Macao gambling revenue fell in 2019, marking the end to the Chinese peninsula's two-year recovery. A slowing economy, rising trade war tensions with the U.S., political unrest in Hong Kong, and a slowdown in visits from VIP gamblers combined to cause the first dip in annual revenue since 2016.
While there were a couple of one-time events in December to make it the worst month of the year with gambling revenue down double-digit percentages from the prior year, the region remains vulnerable and investors shouldn't expect a quick rebound in 2020.
Betting against a comeback
Macao went from boom to bust in 2014 following China's crackdown on VIP junket operators. These tour operators partnered with casinos to bring high rollers to the latter's resorts, plying them with amenities and loans for money to wager, and in return, the junket operators received a percentage of the amount their VIP guests bet.
The tough enforcement caused VIPs to stay away from the only legal place to gamble in China, while the casinos scrambled to comply with an edict from Beijing to pivot away from high rollers and toward a more mass market audience.
Gross gaming revenue (GGR) plunged from 351 billion patacas (the local Macao currency, or around $44 billion) in 2013 to less than 231 billion patacas ($28 billion) the following year. The region hit its nadir in 2016, generating just 223 billion patacas.
But with the opening of Wynn Resorts' (NASDAQ:WYNN) new mass market Palace resort in August of that year in Cotai, followed by Las Vegas Sands' (NYSE:LVS) Venetian the next month, the seeds of recovery were planted.
Gambling revenue jumped 19% in 2017 and 14% in 2018, and casino operators were reporting solid results from the region again. But in 2019, it was clear the momentum could not be sustained as eight out of 12 months saw GGR fall from the prior-year period. And December was the worst with GGR down 13.7%.
Travel restrictions imposed
Although Macao remains weak, the magnitude of the decline had more to do with external factors than with the peninsula's gambling market itself. In particular, President Xi Jinping of China visited Macao in the middle of December to celebrate the 20-year anniversary of Portugal turning over the protectorate to China in 1999.
Temporary travel restrictions to Macao were imposed for security reasons, and potential new benefits to be bestowed on the region during the visit didn't materialize.
Xi had praised Macao for not becoming unruly like Hong Kong. It was expected that he would announce China would be creating a financial hub in Macao as a reward and to wean it off of dependence on gambling revenue, as well as granting new land to the district. Neither policy was forthcoming.
New competitors rising
There is hope for a second recovery in 2020, though it's not likely to be robust. The U.S. and China are set to sign the first phase of a new trade agreement, and President Trump has promised to hold off on imposing a new round of tariffs on Chinese goods.

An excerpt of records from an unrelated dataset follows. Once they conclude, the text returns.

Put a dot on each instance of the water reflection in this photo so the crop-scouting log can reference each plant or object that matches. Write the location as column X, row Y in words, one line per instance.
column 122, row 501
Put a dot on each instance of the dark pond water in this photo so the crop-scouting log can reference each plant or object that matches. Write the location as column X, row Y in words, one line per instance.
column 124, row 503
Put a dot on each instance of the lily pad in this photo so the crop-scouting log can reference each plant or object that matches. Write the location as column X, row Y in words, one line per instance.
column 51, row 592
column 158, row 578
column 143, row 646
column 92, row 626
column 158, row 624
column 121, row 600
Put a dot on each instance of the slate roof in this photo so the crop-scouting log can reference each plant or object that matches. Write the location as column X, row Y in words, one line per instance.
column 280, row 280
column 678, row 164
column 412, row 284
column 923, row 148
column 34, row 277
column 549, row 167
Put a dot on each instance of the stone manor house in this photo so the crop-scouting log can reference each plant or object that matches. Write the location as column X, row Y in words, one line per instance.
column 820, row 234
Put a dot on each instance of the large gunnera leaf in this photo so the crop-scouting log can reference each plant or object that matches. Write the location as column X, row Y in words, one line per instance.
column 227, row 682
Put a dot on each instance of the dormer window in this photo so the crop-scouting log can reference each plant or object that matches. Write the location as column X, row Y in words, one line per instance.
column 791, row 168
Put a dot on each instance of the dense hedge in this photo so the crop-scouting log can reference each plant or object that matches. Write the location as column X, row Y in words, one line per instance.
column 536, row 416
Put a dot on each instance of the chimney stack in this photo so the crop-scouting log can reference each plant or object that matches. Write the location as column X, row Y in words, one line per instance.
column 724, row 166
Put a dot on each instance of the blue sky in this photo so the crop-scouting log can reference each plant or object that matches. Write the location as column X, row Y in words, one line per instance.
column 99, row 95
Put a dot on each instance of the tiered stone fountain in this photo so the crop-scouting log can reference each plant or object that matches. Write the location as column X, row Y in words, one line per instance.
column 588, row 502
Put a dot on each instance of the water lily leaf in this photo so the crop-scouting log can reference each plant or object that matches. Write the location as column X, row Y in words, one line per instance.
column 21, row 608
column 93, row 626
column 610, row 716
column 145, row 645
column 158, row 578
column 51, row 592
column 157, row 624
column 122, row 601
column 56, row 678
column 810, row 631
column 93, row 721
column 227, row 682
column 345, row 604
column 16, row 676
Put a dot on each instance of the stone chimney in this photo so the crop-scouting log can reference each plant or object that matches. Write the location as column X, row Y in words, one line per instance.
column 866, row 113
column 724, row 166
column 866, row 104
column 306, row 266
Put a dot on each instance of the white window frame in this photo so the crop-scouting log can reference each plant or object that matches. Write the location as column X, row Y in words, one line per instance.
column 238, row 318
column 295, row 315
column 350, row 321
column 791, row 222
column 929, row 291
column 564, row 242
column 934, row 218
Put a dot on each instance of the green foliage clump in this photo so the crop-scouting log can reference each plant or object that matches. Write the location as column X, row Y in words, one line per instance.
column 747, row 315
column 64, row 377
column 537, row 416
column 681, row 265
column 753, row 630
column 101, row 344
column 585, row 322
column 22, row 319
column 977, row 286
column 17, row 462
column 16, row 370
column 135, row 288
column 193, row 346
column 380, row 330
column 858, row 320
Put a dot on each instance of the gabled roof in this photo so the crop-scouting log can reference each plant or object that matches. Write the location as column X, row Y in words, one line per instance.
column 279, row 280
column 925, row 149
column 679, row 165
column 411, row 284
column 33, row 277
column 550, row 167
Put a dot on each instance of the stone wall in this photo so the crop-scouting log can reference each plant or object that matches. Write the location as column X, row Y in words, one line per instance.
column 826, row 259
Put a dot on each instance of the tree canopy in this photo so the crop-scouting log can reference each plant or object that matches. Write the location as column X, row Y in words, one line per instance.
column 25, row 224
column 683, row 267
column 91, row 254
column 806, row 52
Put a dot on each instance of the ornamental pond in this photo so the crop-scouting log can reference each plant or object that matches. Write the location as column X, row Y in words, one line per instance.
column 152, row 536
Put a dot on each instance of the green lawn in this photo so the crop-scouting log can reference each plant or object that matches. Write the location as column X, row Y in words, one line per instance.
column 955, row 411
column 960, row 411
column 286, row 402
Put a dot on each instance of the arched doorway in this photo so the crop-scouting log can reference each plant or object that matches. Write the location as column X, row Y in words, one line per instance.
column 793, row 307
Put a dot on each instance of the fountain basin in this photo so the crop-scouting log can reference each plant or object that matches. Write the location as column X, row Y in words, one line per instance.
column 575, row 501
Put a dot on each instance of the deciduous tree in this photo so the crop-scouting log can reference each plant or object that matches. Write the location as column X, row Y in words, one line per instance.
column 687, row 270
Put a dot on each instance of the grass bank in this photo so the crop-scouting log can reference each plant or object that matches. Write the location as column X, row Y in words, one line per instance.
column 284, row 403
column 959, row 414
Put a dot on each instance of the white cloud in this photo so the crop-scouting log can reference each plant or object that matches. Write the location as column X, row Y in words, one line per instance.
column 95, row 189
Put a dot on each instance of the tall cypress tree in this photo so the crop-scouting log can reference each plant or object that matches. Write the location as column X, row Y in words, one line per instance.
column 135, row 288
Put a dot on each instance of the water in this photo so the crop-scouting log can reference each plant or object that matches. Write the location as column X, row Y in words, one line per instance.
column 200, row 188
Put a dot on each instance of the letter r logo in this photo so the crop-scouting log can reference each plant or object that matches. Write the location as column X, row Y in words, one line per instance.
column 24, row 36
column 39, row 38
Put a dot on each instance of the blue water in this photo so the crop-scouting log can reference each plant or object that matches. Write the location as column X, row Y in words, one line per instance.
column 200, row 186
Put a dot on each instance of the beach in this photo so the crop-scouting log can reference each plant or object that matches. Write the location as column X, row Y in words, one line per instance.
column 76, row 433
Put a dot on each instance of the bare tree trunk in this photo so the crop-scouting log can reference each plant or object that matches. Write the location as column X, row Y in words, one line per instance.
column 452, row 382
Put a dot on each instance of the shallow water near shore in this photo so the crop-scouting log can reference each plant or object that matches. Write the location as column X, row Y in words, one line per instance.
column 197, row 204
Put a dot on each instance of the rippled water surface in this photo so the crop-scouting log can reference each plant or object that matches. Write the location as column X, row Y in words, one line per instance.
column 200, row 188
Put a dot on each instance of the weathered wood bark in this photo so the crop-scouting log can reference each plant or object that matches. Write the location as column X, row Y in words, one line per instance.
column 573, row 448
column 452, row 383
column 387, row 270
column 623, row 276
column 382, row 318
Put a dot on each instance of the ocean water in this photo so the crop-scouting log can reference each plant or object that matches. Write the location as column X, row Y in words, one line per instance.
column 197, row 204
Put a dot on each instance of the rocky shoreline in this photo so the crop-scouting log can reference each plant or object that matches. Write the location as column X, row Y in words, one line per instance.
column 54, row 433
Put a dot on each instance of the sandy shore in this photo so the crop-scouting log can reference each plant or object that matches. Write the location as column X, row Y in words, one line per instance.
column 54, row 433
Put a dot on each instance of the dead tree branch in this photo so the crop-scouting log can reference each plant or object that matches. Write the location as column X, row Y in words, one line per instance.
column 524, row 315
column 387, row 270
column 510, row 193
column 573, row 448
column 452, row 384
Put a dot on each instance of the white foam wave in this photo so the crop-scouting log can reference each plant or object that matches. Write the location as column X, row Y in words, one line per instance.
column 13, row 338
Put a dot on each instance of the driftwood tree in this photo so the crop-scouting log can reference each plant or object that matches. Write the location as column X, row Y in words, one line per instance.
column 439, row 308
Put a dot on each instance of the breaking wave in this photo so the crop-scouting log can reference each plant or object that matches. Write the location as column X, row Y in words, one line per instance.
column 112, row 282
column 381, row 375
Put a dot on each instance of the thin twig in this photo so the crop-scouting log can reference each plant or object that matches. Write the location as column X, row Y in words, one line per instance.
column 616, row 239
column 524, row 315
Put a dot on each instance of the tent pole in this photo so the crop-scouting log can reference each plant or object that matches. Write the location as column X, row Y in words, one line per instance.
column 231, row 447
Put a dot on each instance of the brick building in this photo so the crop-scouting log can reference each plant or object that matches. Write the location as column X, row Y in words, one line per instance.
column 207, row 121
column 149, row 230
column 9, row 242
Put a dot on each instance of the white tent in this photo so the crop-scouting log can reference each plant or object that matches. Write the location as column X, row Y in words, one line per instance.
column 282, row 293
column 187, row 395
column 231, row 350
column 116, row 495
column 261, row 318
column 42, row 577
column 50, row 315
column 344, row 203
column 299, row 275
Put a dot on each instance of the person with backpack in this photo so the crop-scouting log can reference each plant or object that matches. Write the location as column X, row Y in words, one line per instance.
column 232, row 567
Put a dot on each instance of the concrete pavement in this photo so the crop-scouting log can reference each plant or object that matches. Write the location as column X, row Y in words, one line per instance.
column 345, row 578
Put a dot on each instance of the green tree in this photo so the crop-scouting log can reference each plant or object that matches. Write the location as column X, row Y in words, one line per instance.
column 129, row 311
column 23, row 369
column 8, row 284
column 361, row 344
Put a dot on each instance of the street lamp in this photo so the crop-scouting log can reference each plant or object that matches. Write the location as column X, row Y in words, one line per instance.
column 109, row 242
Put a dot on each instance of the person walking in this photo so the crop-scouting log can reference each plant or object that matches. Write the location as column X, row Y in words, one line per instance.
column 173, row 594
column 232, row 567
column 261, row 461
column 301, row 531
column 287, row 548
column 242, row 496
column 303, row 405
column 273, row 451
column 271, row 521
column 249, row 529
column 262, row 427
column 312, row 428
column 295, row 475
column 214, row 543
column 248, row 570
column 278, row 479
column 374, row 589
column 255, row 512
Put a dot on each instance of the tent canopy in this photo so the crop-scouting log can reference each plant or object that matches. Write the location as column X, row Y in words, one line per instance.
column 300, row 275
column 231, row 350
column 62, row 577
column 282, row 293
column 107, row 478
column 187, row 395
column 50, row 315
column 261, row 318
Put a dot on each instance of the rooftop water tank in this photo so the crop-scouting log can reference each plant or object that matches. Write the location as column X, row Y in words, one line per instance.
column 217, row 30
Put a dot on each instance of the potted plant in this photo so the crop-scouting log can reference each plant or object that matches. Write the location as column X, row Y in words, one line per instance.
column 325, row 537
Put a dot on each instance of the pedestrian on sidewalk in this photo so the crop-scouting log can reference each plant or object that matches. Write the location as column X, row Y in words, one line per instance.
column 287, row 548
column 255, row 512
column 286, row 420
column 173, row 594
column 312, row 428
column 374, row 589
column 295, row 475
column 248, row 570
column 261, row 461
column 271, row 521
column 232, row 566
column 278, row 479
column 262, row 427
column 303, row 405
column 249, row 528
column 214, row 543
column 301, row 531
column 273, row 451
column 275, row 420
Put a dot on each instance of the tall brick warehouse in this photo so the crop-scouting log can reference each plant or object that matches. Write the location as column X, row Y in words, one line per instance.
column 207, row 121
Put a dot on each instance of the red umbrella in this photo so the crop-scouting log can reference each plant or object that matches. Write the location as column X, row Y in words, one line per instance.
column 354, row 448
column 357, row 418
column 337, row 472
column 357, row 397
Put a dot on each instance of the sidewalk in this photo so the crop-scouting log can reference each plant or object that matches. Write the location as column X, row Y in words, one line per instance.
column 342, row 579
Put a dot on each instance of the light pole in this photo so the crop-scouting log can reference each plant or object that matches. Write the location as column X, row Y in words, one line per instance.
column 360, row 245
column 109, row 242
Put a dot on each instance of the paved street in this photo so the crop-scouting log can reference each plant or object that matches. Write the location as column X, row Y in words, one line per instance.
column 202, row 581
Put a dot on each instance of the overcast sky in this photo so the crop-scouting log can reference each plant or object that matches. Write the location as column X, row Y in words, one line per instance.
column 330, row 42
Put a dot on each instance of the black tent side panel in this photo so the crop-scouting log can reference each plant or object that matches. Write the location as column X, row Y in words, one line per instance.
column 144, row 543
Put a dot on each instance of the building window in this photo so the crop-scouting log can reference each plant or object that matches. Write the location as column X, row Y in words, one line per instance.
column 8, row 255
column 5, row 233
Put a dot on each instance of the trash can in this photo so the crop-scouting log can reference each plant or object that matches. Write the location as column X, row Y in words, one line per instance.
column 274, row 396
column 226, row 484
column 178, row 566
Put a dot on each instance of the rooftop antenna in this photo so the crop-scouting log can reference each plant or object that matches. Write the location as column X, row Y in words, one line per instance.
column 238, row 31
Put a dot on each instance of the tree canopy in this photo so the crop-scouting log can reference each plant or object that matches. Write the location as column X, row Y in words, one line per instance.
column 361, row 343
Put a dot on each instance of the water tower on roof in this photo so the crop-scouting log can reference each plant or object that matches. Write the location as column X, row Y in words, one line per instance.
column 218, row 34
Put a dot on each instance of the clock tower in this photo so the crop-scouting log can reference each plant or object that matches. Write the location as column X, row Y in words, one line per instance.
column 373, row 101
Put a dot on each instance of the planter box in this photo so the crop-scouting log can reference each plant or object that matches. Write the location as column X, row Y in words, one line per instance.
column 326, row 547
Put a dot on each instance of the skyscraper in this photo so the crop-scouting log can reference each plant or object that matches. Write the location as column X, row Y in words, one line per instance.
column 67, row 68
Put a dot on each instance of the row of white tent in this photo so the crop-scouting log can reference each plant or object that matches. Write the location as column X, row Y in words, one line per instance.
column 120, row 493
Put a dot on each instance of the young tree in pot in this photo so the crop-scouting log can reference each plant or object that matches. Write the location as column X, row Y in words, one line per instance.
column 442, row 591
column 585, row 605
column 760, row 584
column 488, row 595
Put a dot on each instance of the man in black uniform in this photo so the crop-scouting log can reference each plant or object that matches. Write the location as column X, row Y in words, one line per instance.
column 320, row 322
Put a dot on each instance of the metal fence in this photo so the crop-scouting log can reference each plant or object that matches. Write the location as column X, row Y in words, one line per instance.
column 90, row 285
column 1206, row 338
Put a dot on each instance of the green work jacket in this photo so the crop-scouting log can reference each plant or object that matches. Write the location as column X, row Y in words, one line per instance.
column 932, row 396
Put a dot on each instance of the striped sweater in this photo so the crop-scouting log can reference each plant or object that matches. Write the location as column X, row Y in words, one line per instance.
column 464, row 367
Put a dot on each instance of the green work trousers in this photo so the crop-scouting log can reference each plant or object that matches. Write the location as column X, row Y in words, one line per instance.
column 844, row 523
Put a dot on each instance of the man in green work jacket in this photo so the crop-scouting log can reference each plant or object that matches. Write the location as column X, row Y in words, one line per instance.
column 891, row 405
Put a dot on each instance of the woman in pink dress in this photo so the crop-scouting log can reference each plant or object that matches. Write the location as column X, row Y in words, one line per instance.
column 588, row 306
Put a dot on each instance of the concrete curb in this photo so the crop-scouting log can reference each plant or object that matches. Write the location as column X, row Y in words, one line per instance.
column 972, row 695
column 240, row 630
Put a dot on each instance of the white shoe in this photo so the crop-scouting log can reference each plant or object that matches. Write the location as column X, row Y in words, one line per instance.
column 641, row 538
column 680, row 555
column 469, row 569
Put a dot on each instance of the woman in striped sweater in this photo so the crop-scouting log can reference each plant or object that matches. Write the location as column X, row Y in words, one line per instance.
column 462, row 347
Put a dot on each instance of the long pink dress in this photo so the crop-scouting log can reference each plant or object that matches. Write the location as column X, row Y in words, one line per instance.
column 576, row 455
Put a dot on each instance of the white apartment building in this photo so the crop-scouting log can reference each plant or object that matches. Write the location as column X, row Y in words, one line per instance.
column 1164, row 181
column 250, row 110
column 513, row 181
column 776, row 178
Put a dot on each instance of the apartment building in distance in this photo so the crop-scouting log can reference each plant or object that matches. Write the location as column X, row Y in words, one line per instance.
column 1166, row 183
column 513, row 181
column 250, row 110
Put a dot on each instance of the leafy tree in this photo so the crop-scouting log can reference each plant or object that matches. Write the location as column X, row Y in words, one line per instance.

But any growth is likely be more weighted to the back half of the year and will be based on the easy comparisons to last year, rather than a material improvement. Also, the region would still be subject to tumult should trade negotiations break down again.
Furthermore, the continued pressure to break from gambling and VIP gamblers will see high rollers look to nearby emerging markets for their action. For example, Macao's largest junket operator, Suncity Group, is opening a new resort in Vietnam early in 2020, and it will undoubtedly steer a lot of VIPs there instead.
CEO Lawrence Ho of Melco Resorts & Entertainment (NASDAQ:MLCO) called Suncity's announcement "a shock to the market," though he believes the decline it wrought will moderate and lead to a muted recovery.
Still, Japan could also become a major competing destination since it is expected to be the world's second biggest market after Macao when the first gambling resorts open in Japan over the next few years.
Betting against the house
December may have been the low point for Macao, but it is now a mature casino market like Las Vegas and Atlantic City, and investors shouldn't make any bets that it will see double-digit gains as it did in years past.